Published: Thursday, February 7, 2013

Updated: Thursday, February 7, 2013 00:02


Tucked away on the fourth floor of the USF Library lies what Melanie Griffin, an assistant librarian in the Special and Digital Collections, calls “the greatest kept secret on campus.” 

To some it may be the greatest kept, but the collection exhibit was never meant to be a secret. The collection is home to thousands of extremely rare books, assorted documents and maps and even a cuneiform tablet dating back to 3000 B.C. that are not in circulation but still open to students.

In the front of the room a chest with large flat drawers contains maps of Florida, the Tampa Bay area and Hillsborough County, which date as far back as 1846. Students can study the maps or go through an expansive collection of genealogical information to find a glimpse of their family’s past.

There is a vast amount of Floridana Literature, including everything from family documents to texts on the histories of local businesses are available for specific research. 

Andrew Huse, an assistant librarian, calls it a “local Google.” 

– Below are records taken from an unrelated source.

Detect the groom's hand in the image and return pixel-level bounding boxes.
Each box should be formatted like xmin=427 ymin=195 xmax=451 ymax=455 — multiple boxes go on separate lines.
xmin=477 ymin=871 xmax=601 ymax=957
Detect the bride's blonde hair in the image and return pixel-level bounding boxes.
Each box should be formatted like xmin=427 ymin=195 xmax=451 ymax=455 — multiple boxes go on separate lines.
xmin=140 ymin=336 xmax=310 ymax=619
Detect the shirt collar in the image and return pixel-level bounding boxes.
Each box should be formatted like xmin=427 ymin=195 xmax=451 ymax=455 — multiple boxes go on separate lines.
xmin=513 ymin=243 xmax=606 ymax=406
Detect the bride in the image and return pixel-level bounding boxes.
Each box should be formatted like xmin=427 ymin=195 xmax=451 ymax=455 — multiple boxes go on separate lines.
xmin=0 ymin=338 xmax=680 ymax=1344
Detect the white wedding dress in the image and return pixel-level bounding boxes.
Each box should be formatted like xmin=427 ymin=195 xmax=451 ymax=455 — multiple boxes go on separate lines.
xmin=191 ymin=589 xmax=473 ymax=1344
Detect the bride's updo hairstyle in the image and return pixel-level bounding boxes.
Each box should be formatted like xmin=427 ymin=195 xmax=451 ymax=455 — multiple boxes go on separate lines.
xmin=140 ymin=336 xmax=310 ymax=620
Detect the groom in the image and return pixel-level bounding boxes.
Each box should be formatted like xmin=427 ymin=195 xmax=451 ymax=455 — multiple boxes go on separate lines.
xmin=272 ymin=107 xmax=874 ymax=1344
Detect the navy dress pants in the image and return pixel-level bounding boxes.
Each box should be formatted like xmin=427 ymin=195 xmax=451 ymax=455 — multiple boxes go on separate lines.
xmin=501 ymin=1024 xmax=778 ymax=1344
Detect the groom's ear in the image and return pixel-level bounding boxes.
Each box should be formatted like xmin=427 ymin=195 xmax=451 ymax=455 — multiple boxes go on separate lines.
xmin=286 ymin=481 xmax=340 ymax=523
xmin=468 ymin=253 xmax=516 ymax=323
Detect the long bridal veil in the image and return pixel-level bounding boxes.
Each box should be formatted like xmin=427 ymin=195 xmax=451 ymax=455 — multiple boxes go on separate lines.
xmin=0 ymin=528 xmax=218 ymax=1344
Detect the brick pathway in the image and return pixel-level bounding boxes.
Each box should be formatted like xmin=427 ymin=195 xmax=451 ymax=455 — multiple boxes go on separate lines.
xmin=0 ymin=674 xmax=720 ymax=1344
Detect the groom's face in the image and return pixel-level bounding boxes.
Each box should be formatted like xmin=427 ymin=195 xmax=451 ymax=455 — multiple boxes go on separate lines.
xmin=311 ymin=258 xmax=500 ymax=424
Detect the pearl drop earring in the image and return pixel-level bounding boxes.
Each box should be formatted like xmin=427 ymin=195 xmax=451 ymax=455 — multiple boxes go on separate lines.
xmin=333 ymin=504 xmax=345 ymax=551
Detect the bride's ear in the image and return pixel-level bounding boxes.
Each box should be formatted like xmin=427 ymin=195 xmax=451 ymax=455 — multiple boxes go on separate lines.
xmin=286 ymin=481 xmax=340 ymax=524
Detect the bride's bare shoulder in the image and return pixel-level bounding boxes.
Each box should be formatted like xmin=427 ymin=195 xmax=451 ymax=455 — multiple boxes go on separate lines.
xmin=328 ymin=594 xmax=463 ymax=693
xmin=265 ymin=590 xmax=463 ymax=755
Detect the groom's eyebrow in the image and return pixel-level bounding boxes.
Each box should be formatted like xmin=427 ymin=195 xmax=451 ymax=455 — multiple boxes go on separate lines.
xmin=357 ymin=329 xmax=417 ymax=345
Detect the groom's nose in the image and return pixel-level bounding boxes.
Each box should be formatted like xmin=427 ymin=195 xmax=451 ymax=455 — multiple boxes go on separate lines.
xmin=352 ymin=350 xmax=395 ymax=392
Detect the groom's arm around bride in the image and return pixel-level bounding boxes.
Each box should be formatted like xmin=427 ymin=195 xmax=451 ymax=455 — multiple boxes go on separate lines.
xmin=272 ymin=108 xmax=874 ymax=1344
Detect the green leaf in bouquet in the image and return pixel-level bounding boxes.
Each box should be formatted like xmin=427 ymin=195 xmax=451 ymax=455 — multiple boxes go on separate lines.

The collection contains boxes of newspapers and documents outlining the history of the Tampa Bay area.  Just past this section is the collection’s assortment of USF lore. Old documents and photographs are on file along with every edition of The Oracle dating back to the 1970s

The collection also houses science fiction journals from 1939, books older than the country and a few of the original hand drawn sketches from Disney’s “Dumbo.”

“It really runs the gamut,” Huse said.

The collection also contains a section of 19th century American Literature from some of our country’s first American printers as well as a section of antique textbooks.

Huse said the textbooks are especially interesting and noted that while math and grammar has remained the same, “the way we teach
history has changed.” 

In the back of the room that houses the collection lies the vault. a small separate room that contains the oldest and most valuable books in the collection, such as secular and religious texts from the 1400s printed on vellum, the Library’s copy of “Brevis Narratio” by Le Moyne, a text about Florida and its original natives from 1591, and the cuneiform tablet. They are kept together for evacuation purposes.

“It wouldn’t matter if you had millions of dollars,” Griffin said. “They can’t be replaced.”

Peter Cannon, a graduate student pursuing a master’s degree in library and information science, said books are a part of history. 

“They’ll be here when we’re gone,” he said.

Use of the collection is not limited to students alone. Anyone can visit the library and study the texts. Many of the works included in the
Special Collection are protected by copyright laws and cannot be digitized and can only be viewed in person. While visitors are unable to
physically browse through the collection on their own they can access any of the works from the reading room.

The special collection is open Monday to Friday from 9 a.m. to 6 p.m. Students can walk in or make an appointment if they want to look through the collection for research or for fun.